Big-O sets are fairly broad. For example, all straight lines belong to the same set. Lets see this intuitively before we give a definition:

In [2]:
import pandas as pd
import matplotlib.pyplot as plt
%matplotlib inline
plt.rcParams["font.size"] = 16

# add functions to DataFrame
df = pd.DataFrame({"N": range(1, 7)})
df["A(N)=N"] = df["N"]
df["B(N)=N+15"] = df["N"] + 15
df["C(N)=3*N"] = 3 * df["N"]
df["D(N)=5*N"] = 5 * df["N"]
df["E(N)=N**2"] = df["N"] ** 2
df.set_index("N", inplace=True)

# plot functions A to E
ax = df.plot.line()
ax.set_ylabel("y")

# clean up plot...
for label, y in df.iloc[-1].items():
    ax.text(6.1, y, label, va="center")
ax.spines["top"].set_visible(False)
ax.spines["right"].set_visible(False)
ax.get_legend().remove()

Even though function B and C are "bigger" than function A, Big O will categorize them as being in the same set of functions, as they are all the same shape (straight lines). Big-O notation does not care about the following:

  • if you add a fixed about to a function (for example, line B is just line A shifted up)
  • if you multiple a function my a constant (for example, line C is just line A multiplied by 3)

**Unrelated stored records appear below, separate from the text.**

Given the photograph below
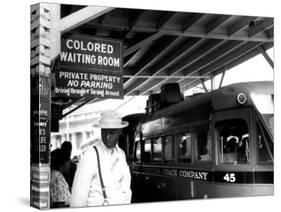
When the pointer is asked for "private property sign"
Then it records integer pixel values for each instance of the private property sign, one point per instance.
(90, 66)
(95, 84)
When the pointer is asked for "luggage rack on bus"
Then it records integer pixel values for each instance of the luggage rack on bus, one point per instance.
(170, 94)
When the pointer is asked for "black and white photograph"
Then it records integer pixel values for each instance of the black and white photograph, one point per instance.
(139, 105)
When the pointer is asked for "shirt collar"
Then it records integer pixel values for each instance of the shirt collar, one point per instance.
(110, 151)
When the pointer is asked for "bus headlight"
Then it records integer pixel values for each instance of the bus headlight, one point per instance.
(241, 98)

To formalize this a bit, Big-O analysis says if we want to claim function $y=f(x)$ belongs to the same set as as $y=g(x)$, we can multiply the g function by some constant to create a new function, then show that $y=f(x)$ is beneath the new function. For example, line E is line A multiplied by a constant (in this case 5, though we could have chosen any constant we liked). E is above line C, therefore C is in the same complexity set as A. We're allowed to only look at large N values (above a threshold of our choosing), so B is also in the same complexity set as A because the B line is completely beneath the E line, for N values of 4 or greater.

In contrast, E is not beneath line D. Of course, we could have used a different constant multiple on the A line to produce the D line, such as $D(N) = 999999*N$. However, it doesn't matter what constant we use. We'll still end up with a straight line, and no matter how steep it is, the E line will eventually surpass it because E's line keeps getting steeper and steeper. E is NOT in A's complexity class -- it fundamentally grows faster.

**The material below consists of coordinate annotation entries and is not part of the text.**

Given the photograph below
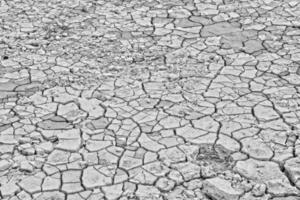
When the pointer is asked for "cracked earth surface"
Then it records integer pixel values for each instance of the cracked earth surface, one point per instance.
(150, 100)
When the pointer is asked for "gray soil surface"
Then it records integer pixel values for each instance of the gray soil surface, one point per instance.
(150, 99)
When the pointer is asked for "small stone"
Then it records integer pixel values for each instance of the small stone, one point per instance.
(4, 165)
(26, 166)
(165, 184)
(259, 190)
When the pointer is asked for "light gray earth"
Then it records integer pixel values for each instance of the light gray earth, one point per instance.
(150, 100)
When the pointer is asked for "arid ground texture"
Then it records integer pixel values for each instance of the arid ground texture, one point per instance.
(149, 99)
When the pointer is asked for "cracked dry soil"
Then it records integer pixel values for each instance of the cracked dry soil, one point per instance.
(150, 100)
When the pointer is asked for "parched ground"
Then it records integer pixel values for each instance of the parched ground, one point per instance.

Let's write a more precise mathematical definition to capture this intuition:

Definition: If $f(N) \le C * g(N)$ for large N values and some fixed constant C, then $f(N) \in O(g(N))$.

How does categorizing functions into complexity classes/set relate to algorithm performance? Let's look at the previous plot again, with some new labels:

In [3]:
# add functions to DataFrame
df = pd.DataFrame({"N": range(1, 7)})
df["Algorithm A"] = df["N"]
df["Algorithm B"] = df["N"] + 15
df["Algorithm C"] = 3 * df["N"]
df["Algorithm D"] = 5 * df["N"]
df["Algorithm E"] = df["N"] ** 2
df.set_index("N", inplace=True)

# plot functions A to E
ax = df.plot.line()
ax.set_ylabel('Total Work (number of "steps")')
ax.set_xlabel("N (size if input)")

# clean up plot...
for label, y in df.iloc[-1].items():
    ax.text(6.1, y, label, va="center")
ax.spines["top"].set_visible(False)
ax.spines["right"].set_visible(False)
ax.get_legend().remove()

Each function corresponds to an algorithm and tells us how many "steps" (defined next) the algorithm will need to perfom in order to complete a task, given an input size.

Steps

In the above section, you may be wondering what you would want to classify function/algorithm A as having the same computational complexity as function/algorithm B. Isn't B much slower because it does more steps? Not necessarily: it turns out there's not one correct way to count steps, and it's allowed for some steps to be slower than others. Our only restriction is as follows:

Definition: A step is any unit of work with bounded execution time (it doesn't keep getting slower with growing input size).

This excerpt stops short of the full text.